The problem is the lead has no feeling and no character to him. He does everything perfectly and has no extra thoughts. Bunn does too much of telling the story and not enough character development. There were multiple characters that should have been deeper than they were. I don't know who any of Bunn's characters are. I don't know how they would react in a certain situation because they're all plastic. There is one particular good character that Bunn does nothing to expand upon.
Another problem is the false suspense. The back cover describes it as suspense. This is the most overused genre because a lot of authors think they can write suspense when they really cannot. This book is really a modern-day quest, which is still one of the most overused plot structures.
Bearing all these problems with the book, the end wasn't half bad.
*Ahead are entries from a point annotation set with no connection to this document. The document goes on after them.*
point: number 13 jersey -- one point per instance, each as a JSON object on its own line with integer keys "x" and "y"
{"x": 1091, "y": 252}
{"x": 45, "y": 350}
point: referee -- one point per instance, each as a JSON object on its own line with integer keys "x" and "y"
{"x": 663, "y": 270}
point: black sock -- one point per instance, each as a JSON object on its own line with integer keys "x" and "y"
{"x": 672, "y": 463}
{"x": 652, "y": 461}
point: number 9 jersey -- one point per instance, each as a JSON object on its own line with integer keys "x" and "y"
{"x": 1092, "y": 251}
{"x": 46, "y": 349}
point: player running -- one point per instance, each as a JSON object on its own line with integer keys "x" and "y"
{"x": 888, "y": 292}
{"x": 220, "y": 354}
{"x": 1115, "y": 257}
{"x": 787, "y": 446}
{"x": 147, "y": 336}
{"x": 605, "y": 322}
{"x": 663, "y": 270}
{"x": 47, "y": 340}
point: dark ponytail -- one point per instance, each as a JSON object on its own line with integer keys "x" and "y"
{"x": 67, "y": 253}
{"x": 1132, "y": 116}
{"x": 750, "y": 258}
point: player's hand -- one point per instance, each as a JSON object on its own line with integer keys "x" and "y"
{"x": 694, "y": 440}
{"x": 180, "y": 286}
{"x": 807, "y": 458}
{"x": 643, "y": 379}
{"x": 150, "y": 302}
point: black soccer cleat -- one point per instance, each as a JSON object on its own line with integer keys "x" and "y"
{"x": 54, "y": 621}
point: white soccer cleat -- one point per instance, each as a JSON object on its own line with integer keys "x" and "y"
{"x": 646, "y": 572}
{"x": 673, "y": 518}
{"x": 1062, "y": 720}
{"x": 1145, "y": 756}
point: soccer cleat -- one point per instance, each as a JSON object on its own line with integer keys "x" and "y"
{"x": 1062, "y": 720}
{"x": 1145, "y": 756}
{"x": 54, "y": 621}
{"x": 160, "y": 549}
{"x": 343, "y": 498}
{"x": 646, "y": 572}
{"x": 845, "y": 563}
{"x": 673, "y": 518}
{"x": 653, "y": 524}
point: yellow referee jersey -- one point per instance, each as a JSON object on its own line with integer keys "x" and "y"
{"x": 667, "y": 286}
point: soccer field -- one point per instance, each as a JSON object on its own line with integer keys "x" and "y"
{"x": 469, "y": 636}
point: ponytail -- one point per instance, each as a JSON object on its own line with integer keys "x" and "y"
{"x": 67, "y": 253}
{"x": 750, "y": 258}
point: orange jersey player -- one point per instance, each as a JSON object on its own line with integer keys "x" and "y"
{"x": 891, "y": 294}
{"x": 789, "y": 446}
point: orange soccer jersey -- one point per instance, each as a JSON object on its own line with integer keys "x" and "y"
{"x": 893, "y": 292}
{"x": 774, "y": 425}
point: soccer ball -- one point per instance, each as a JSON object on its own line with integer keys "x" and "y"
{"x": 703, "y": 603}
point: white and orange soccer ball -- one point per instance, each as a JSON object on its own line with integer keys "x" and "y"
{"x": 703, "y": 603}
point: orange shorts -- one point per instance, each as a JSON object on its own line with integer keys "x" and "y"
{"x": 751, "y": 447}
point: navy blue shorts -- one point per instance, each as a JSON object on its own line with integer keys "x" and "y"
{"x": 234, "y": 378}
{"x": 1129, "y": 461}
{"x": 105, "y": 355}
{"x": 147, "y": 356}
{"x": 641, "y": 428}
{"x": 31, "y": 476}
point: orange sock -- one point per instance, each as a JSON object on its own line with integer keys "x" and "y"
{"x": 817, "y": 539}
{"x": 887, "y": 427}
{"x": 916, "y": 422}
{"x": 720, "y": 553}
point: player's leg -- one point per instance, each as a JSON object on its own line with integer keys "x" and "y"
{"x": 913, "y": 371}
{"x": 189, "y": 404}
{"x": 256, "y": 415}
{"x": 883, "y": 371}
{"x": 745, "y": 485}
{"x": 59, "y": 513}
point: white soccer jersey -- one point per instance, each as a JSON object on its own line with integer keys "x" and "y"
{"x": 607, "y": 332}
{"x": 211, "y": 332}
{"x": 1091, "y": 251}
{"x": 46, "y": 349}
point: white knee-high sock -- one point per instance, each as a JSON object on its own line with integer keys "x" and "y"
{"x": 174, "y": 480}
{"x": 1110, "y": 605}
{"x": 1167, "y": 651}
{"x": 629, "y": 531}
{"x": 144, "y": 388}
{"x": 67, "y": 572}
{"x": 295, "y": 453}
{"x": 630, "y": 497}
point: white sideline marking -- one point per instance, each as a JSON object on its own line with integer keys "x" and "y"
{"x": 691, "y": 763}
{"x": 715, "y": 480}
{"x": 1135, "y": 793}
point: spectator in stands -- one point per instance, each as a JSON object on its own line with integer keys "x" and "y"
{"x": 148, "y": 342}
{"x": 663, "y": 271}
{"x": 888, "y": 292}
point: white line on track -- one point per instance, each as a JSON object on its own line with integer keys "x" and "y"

I mean the real end, not the two unnecessary epilogues that ruin the book. If it weren't for the epilogues, the end would redeem the book. But the epilogues ruin it. It's like Bunn couldn't leave well enough alone.
I know when you first started reading this, you thought I was a geeky reviewer who couldn't see a good story from a bad one, but this book wasn't really good enough to be the Crossings book club selection of the month. And Davis Bunn isn't as good as he thinks he is.